Cotton’s average irrigation requirement is 6-7 megalitres per hectare (ML/ha) (source: Crop and Pasture Science 2013).
Australian cotton has the reputation as being the most water efficient cotton industry in the world, thanks to biotechnology and advances in precision irrigation and timing.
Long-term monitoring shows the cotton industry’s significant improvements in water efficiency over time. Water-use productivity by Australian cotton growers improved by 40% in the decade to 2012 (Roth Guy, Harris Graham, Gillies Malcolm, Montgomery Janelle, Wigginton David (2013) cited in Crop and Pasture Science 64, 1033-1048).
The latest industry research shows these trends have continued and that Australian growers have continued to significantly increase yields and decreased irrigation inputs.
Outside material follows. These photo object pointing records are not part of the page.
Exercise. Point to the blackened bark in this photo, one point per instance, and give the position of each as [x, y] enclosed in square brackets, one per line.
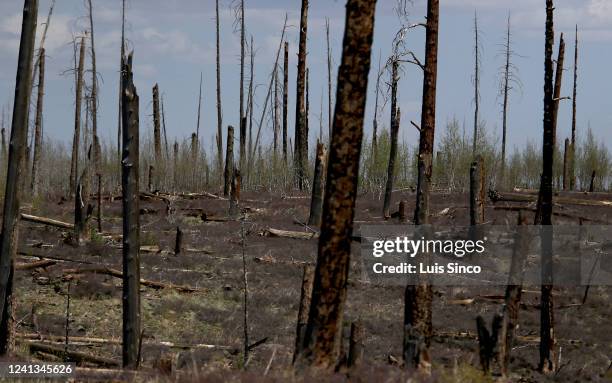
[35, 185]
[131, 221]
[229, 161]
[547, 336]
[318, 183]
[321, 342]
[17, 148]
[301, 133]
[418, 329]
[395, 117]
[285, 100]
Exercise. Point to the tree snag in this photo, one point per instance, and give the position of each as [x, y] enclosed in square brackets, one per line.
[418, 297]
[321, 342]
[17, 148]
[131, 220]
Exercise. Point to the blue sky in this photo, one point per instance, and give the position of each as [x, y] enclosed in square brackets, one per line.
[174, 41]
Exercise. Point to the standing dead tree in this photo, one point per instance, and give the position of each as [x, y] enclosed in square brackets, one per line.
[394, 135]
[572, 171]
[229, 161]
[418, 329]
[285, 100]
[74, 163]
[219, 109]
[301, 128]
[96, 148]
[316, 202]
[509, 80]
[321, 341]
[547, 336]
[35, 182]
[476, 80]
[131, 220]
[17, 148]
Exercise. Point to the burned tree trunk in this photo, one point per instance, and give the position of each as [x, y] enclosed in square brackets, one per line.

NSW DPI, in partnership with the Cotton Research and Development Corporation, has been monitoring water productivity in irrigated cotton over the last decade. This shows that:
- A further 10% less water is being used to grow a 227 kg bale of lint.
- The industry’s Whole Farm Irrigation Efficiency has significantly improved and is now 81% compared to 57% in the late 1990s, indicating more water than ever is being used by the crop instead of being lost on-farm.
The Australian cotton industry provides employment for more than 12,000 people industry-wide (source: Australian Grown Cotton Sustainability Report, 2014) and generates $2 billion per year in export earnings.
Cotton is a major commodity, representing 30 – 60% of the gross value of the total agricultural production in Australian regions where it is grown (source: Australian Grown Cotton Sustainability Report, 2014).
In an average year, Australia’s cotton growers produce enough cotton to clothe 500 million people.
The Australian cotton industry produced a record crop in 2011/2012, with more than 583,000 hectares planted. This area produced more than 5 million bales, with a total forecast value of close to $3 billion.
The major buyers of Australian cotton are currently China (30 percent), Bangladesh, Vietnam, India, Indonesia, Turkey and Thailand (source: Australian Cotton Shippers Association, 2018).